Une fois les bornes dépassées, il n’y a plus de limites. Mais qui trace les limites? Qui, au Tchad par exemple, aurait pu signaler à Driss Déby, monarque républicain depuis trente ans, qu’il sombrait dans le caricatural? Sûrement pas ses affidés de ministres. Pas non plus son parlement fantôme peuplé de députés à l’élection frelatée. Comme tous les Etats africains récipiendaires du cadeau groupé gaulliste, le Tchad fête ses 60 ans d’«indépendance».

Déby se devait d’offrir au pays un présent à la mesure du non-événement. L’électrification? L’accès à l’eau potable? Des écoles et des dispensaires? Pensez donc. Futilités. Déby a mieux : son propre sacre. Non comme empereur. Du moins pas cette fois. Laissons cela à l’excentrique Bokassa de la voisine Centrafrique. Plus modestement, pour l’instant, comme «Maréchal du Tchad» à défaut de maréchal d’Afrique.

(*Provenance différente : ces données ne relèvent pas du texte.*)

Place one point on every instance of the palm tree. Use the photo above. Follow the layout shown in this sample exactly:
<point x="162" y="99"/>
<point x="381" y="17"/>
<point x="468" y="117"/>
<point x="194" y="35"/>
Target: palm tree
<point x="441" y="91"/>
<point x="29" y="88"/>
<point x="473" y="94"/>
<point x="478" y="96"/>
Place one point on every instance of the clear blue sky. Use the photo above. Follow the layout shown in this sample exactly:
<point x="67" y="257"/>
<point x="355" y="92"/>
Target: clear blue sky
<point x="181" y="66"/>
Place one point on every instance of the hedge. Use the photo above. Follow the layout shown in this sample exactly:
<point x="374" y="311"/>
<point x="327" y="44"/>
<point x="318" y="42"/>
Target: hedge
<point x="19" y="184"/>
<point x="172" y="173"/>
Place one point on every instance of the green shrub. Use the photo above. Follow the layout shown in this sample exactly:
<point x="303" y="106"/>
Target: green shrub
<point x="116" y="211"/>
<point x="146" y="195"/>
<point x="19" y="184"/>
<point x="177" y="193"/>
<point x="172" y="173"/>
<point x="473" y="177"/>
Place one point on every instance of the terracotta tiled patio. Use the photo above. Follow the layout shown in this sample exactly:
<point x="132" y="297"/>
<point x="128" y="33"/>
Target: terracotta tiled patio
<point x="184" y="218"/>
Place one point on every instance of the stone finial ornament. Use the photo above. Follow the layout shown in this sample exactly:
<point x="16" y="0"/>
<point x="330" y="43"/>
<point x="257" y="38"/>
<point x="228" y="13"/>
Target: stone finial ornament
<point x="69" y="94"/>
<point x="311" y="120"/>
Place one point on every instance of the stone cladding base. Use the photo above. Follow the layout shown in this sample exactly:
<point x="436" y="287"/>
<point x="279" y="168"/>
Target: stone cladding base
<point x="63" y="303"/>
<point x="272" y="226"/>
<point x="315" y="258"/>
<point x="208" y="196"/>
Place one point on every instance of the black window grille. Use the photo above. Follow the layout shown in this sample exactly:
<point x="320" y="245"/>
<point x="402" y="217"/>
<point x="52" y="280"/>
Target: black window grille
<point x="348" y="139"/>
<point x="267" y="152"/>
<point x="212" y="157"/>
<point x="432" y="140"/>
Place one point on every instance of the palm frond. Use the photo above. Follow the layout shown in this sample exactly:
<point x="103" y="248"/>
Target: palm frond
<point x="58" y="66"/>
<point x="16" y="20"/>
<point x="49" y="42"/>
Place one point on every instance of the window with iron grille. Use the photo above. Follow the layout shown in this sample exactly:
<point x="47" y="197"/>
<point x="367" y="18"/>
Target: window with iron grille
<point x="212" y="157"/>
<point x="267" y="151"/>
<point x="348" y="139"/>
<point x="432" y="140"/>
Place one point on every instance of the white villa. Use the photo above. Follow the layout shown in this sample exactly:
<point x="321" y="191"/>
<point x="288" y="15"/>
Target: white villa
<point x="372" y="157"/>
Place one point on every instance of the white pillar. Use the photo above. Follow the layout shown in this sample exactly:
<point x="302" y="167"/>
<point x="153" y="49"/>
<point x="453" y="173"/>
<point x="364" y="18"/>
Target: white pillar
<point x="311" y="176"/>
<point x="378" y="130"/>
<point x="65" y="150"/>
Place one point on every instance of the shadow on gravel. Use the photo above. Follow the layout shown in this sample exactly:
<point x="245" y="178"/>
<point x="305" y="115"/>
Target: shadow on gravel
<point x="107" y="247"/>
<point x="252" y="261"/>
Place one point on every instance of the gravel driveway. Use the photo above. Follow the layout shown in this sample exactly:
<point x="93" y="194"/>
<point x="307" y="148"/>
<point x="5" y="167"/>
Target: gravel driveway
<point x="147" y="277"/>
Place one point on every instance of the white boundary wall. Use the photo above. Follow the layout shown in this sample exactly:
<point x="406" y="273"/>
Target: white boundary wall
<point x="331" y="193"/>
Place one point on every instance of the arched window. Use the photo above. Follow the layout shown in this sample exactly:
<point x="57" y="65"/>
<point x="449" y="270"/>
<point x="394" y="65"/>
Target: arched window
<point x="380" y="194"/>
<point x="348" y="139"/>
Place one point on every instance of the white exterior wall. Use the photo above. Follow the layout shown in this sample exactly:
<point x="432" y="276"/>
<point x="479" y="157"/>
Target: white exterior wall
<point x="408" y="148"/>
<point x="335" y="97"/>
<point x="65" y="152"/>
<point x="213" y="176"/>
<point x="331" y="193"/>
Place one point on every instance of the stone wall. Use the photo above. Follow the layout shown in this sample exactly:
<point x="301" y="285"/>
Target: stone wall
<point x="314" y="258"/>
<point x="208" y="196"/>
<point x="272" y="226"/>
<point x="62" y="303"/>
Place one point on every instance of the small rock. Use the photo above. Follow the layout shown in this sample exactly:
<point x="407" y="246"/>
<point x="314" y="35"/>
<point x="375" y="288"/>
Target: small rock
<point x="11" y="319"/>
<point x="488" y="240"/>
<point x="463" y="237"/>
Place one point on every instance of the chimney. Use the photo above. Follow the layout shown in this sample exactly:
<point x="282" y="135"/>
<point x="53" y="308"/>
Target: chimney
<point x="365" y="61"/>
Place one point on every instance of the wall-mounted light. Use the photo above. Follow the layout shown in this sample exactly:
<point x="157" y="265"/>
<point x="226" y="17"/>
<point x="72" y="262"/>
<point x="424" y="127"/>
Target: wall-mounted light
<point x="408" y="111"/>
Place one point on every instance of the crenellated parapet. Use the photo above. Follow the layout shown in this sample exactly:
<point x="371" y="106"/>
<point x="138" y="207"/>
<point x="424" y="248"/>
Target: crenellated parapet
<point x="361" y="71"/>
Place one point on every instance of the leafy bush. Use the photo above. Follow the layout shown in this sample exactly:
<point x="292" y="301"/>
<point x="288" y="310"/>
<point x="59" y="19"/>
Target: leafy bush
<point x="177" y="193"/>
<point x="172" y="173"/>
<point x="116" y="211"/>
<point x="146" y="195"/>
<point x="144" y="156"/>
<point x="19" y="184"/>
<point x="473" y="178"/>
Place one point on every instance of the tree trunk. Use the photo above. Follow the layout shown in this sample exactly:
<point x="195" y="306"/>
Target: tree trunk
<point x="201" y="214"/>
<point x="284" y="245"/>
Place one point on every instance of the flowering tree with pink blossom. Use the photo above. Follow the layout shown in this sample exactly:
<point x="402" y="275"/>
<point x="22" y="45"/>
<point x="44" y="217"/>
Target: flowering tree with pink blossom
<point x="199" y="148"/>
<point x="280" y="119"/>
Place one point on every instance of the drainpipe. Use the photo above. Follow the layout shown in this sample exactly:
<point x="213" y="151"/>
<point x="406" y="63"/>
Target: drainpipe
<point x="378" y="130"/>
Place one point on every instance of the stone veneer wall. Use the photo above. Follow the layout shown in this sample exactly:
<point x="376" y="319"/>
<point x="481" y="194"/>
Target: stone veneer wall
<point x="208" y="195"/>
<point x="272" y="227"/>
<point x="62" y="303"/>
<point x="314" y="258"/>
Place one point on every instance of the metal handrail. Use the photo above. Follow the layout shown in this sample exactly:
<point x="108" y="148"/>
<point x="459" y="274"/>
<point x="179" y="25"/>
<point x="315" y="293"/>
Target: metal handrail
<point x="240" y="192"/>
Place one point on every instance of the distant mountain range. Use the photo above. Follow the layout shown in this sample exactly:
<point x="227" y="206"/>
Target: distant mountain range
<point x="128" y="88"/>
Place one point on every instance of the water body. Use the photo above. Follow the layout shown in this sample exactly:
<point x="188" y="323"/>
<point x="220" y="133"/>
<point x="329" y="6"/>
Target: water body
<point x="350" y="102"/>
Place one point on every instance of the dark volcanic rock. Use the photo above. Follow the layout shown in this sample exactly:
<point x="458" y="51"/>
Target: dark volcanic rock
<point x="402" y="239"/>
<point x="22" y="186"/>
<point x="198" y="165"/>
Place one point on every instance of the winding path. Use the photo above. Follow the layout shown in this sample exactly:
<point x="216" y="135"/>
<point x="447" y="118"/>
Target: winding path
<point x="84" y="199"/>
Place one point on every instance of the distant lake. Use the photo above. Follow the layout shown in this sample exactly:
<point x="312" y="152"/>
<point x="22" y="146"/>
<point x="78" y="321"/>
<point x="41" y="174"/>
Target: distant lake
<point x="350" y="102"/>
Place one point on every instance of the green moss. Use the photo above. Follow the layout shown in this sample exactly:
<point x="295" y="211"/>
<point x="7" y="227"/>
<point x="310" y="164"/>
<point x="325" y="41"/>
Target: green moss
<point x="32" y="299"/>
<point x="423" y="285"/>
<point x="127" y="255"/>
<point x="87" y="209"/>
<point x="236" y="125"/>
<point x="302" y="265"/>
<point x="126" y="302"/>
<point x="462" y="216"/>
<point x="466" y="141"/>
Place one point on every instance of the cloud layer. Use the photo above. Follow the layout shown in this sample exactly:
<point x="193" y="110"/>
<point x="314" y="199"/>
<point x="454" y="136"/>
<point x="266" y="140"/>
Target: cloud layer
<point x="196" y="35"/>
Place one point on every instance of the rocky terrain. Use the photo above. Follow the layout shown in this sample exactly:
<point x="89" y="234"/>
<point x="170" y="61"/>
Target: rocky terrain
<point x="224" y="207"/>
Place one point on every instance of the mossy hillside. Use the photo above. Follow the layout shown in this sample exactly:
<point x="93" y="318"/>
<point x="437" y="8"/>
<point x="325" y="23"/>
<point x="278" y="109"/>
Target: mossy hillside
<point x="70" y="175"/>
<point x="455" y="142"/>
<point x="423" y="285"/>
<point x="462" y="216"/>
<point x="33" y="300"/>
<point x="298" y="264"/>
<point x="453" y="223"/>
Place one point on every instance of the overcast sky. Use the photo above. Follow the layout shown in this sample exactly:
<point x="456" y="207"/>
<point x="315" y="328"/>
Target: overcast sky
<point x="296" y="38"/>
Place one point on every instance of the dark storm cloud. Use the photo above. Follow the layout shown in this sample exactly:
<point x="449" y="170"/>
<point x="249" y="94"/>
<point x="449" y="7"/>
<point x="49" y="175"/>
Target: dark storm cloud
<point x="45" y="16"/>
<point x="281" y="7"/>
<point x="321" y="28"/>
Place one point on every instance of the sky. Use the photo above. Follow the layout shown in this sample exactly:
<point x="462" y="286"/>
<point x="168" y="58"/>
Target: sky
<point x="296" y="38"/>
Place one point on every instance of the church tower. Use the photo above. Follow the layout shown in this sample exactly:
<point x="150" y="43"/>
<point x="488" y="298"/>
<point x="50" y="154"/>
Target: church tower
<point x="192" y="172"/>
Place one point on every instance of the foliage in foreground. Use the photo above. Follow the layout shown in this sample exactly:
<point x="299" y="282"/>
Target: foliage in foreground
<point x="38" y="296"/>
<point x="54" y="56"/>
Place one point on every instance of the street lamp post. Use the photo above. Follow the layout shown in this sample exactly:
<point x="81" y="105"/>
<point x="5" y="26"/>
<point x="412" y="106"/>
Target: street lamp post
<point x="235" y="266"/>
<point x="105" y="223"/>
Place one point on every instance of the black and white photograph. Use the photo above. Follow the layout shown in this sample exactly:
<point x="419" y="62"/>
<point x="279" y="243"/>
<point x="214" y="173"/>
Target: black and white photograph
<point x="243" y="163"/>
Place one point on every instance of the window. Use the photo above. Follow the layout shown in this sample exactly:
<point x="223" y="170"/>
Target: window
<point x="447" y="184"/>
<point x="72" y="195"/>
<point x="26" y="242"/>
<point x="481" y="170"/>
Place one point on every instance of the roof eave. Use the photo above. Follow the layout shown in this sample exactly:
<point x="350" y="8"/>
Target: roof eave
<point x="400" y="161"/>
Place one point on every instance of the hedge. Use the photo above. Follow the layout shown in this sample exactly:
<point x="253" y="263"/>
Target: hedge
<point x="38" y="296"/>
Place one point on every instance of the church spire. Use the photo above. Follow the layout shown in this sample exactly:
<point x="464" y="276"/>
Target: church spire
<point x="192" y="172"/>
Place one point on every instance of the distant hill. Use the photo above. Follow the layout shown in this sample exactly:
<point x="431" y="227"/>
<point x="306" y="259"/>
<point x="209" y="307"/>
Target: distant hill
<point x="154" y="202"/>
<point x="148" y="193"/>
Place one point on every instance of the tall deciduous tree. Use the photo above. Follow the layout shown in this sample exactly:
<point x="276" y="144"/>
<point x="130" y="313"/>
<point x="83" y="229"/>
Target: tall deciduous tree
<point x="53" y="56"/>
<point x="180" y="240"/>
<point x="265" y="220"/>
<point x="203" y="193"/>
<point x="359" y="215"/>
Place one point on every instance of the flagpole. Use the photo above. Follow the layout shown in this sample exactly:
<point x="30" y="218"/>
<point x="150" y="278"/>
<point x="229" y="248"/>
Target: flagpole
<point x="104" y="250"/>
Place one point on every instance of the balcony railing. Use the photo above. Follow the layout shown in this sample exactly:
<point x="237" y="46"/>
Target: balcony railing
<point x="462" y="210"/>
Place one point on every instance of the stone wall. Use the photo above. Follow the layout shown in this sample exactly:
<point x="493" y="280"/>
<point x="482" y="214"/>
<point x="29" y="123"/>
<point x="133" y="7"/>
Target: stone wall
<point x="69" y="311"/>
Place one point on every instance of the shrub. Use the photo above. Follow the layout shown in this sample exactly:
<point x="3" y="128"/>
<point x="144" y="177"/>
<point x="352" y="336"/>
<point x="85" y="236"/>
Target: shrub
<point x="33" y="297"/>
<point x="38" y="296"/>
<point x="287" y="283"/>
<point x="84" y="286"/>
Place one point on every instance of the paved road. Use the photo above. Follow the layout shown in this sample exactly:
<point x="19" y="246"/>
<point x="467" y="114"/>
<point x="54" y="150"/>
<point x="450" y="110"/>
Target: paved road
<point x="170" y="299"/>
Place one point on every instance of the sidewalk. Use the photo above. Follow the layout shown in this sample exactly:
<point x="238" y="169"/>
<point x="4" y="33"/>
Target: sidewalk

D’ailleurs, à part en Afrique, où trouve-t-on encore cet archaïsme? Quelque chose aurait dû nous alerter. Depuis quelques années, le tout nouveau maréchal étrenne majestueusement, à la manière de son presque compatriote Omar El Béchir, une canne. On a pensé à un de ces accessoires dont nos chefs raffolent comme s’il s’agissait d’une excroissance d’eux-mêmes. La métaphore de leur pouvoir quasi divin. En fait, Déby tenait son bâton de maréchal. Ni plus ni moins. Il a rejoint la cohorte composée du Centrafricain Bokassa, du Zaïrois Mobutu et de l’Ougandais Idi Amin Dada. Amin Dada, « le roi d’Ecosse », mort en fuyard dans l’indifférence générale.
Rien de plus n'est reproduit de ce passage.